Quelle: BFH-Pressemitteilung Nr. 64/14, Pressemitteilung vom 17.09.2014, Urteil vom 17.07.2014, Aktenzeichen VI R 42/13

Der Bundesfinanzhof (BFH) hat mit Urteil vom 17. Juli 2014 entschieden, dass Mehrkosten für die Anschaffung eines größeren Grundstücks zum Bau eines behindertengerechten Bungalows nicht als außergewöhnliche Belastung i.S. von § 33 des Ein­kom­mensteuergesetzes (EStG) zu berücksichtigen sind.

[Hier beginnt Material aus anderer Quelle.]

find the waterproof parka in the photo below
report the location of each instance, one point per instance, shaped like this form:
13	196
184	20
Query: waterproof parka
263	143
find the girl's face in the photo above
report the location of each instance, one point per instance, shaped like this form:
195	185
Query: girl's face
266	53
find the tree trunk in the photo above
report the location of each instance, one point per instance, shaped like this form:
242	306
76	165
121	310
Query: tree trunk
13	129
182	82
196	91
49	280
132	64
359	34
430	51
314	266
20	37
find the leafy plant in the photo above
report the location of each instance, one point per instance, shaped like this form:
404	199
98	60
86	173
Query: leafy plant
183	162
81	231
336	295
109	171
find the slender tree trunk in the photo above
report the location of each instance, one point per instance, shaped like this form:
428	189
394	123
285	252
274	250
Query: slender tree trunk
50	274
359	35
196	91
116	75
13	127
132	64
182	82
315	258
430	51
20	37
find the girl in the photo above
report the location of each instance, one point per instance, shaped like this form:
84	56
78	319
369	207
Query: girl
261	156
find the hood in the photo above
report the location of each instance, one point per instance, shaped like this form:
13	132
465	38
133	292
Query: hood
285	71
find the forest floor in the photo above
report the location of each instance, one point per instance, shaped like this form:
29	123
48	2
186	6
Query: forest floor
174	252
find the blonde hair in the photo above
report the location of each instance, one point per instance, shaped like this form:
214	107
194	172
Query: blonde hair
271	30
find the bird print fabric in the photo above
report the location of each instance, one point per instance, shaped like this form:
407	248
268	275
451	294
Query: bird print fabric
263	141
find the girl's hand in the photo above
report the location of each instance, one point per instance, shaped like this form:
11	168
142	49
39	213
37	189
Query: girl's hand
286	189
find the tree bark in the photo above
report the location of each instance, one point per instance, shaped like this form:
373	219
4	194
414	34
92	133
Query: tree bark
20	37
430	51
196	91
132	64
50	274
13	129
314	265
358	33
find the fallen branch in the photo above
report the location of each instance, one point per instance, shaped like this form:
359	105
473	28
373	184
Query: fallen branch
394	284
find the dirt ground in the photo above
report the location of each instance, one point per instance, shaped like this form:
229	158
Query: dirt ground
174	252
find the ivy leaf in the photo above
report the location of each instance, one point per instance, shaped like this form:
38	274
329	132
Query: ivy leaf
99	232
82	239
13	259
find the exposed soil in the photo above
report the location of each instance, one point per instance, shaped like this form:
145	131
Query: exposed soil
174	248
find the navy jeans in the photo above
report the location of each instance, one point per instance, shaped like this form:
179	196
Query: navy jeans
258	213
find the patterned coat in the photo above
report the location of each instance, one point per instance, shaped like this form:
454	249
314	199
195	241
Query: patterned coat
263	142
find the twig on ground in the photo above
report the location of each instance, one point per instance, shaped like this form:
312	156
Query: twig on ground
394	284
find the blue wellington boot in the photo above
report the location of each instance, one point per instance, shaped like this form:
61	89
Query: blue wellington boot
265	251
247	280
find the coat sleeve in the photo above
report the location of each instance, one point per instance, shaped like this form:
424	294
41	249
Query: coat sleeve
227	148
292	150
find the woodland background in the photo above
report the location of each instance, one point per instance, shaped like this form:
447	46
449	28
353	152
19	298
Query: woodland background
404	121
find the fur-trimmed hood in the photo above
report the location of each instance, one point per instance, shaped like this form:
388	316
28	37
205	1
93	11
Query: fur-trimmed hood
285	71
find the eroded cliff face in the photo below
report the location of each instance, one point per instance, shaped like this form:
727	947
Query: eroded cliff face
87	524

Nach § 33 Abs. 1 EStG wird die Einkommensteuer auf Antrag in bestimmtem Umfang ermäßigt, wenn einem Steuer­pflich­ti­gen zwangsläufig größere Aufwendungen als der über­wie­gen­den Mehrzahl der Steuerpflichtigen gleicher Ein­kom­mens­verhältnisse, gleicher Vermögensverhältnisse und gleichen Familienstandes erwachsen.

Im Streitfall leidet die verheiratete Klägerin unter Multipler Sklerose und ist gehbehindert (Grad der Behinderung 80). Deshalb errichteten sie und ihr Ehemann nach einer fach­kundigen Beratung einen behindertengerecht gestalteten eingeschossigen Bungalow. Dieser weist gegenüber einem Bungalow, der ohne Berücksichtigung der Behinderung der Klägerin hätte gebaut werden können, eine um 45,5 qm größere Grundfläche auf. Die Mehrkosten für den Erwerb des entsprechenden größeren Grundstücks in Höhe von 13.195,29 € machten die Kläger in ihrer Einkommensteuererklärung ver­geblich als außergewöhnliche Belastungen gemäß § 33 Abs. 1 EStG geltend. Der nach erfolglosem Einspruch erhobenen Klage gab das Finanzgericht dagegen statt.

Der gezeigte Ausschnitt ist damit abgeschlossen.